Key design principle: Your application code doesn’t change when switching between service-managed and client-managed storage. The abstraction handles the details.

Transparent Mode Switching

Consider this scenario: you start with OpenAI Chat Completions (client-managed) and later want to try the Responses API (service-managed with forking). Your agent invocation code stays the same:

// C#
// Works with Chat Completions (client-managed)
var response = await agent.RunAsync("Hello!", session);

// Also works with Responses API (service-managed)
var response = await agent.RunAsync("Hello!", session);
# Python
# Works with Chat Completions (client-managed)
response = await agent.run("Hello!", session=session)

# Also works with Responses API (service-managed)
response = await agent.run("Hello!", session=session)

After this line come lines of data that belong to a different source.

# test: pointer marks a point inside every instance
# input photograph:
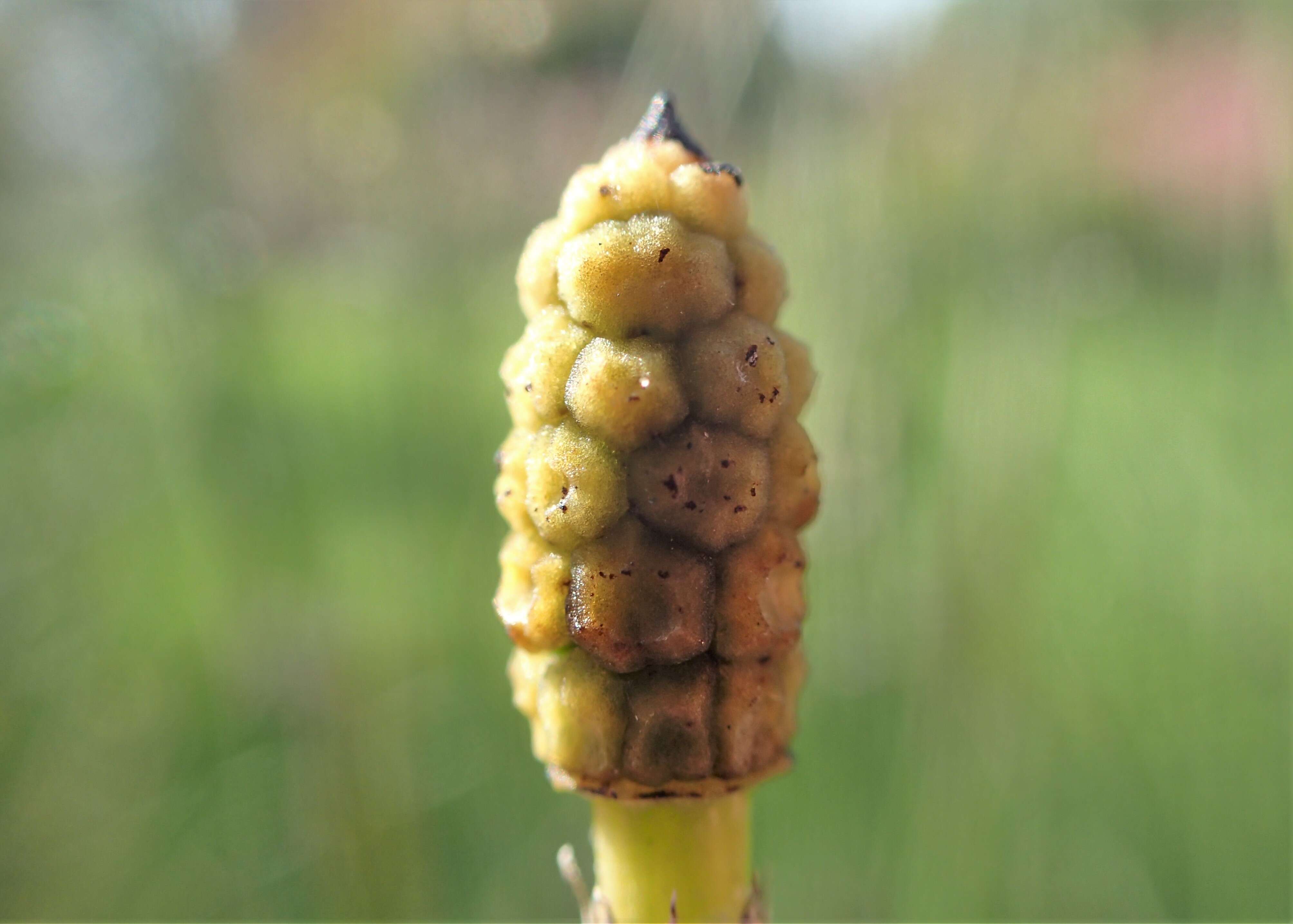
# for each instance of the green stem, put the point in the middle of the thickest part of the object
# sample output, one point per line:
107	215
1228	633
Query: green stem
647	851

The session and provider handle the underlying differences. This decoupling is valuable for:

  • Experimenting with different providers
  • Migrating between services
  • Building provider-agnostic applications

Provider Comparison

Most AI services have a fixed storage model – the service either stores history or it doesn’t. The Responses API is the notable exception: it’s configurable.

Fixed-Mode Providers

These providers operate in a single storage mode:

Provider Storage Location Storage Model Compaction
OpenAI Chat Completion Client N/A Developer
Azure OpenAI Chat Completion Client N/A Developer
Foundry Agent Service Service Linear (threads) Service
Anthropic Claude Client N/A Developer
Ollama Client N/A Developer
GitHub Copilot SDK Service N/A Service
[DEPRECATED] OpenAI Assistants Service Linear (threads) Service

Configurable: The Responses API

The Responses API (available from Microsoft Foundry, OpenAI, and Azure OpenAI) is a special case. It supports multiple storage modes controlled by configuration – primarily the store parameter:

Mode Configuration Storage Location Storage Model Compaction
Forking (default) store=true Service Forking via response IDs Service
Client-managed store=false Client N/A Developer
Linear conversations Conversations API Service Linear Service

This makes the Responses API uniquely flexible:

  • store=true (default) – The service stores each response and its history. New requests can reference any prior response ID to continue from that point, enabling branching and forking. The service handles compaction.
  • store=false – The service is stateless. Agent Framework manages the full conversation history client-side using history providers – just like Chat Completions.
  • Conversations API – Built on top of Responses, this provides a linear thread model similar to Assistants. The service manages an ordered conversation and handles compaction. Pass a conversation id as input to responses instead of a previous response id, to enable this model.

Legend:

  • Storage Location: Where the canonical conversation state lives – “Service” (on the provider’s servers) or “Client” (in Agent Framework’s session/history providers).
  • Storage Model: For service-stored history, the shape – linear (thread) or forking (response IDs).
  • Compaction: Who keeps context within token limits. “Service” = automatic. “Developer” = you configure compaction strategies in Agent Framework.

Configuring Responses API Modes

Here’s how each mode looks in practice:

Mode 1: Forking with service storage (default)

This is the simplest setup – just create an agent from the Responses client. The service stores everything and supports forking via response IDs.

// C# - Responses API with store=true (default)
// The service stores each response and its history.
// Each response ID can be used as a fork point.
AIAgent agent = new OpenAIClient("<your_api_key>")
    .GetResponseClient("gpt-5.4-mini")
    .AsAIAgent(
    instructions: "You are a helpful assistant.",
    name: "ForkingAgent");

AgentSession session = await agent.CreateSessionAsync();
var response1 = await agent.RunAsync("What are three good vacation spots?", session);

// The session tracks the response ID internally.
// A new session forked from response1 could explore a different branch.
# Python - Responses API with store=true (default)
# The service stores each response and its history.
# Each response ID can be used as a fork point.
from agent_framework import Agent
from agent_framework.openai import OpenAIChatClient

agent = Agent(
    client=OpenAIChatClient(),
    name="ForkingAgent",
    instructions="You are a helpful assistant.",
)

session = agent.create_session()
response1 = await agent.run("What are three good vacation spots?", session=session)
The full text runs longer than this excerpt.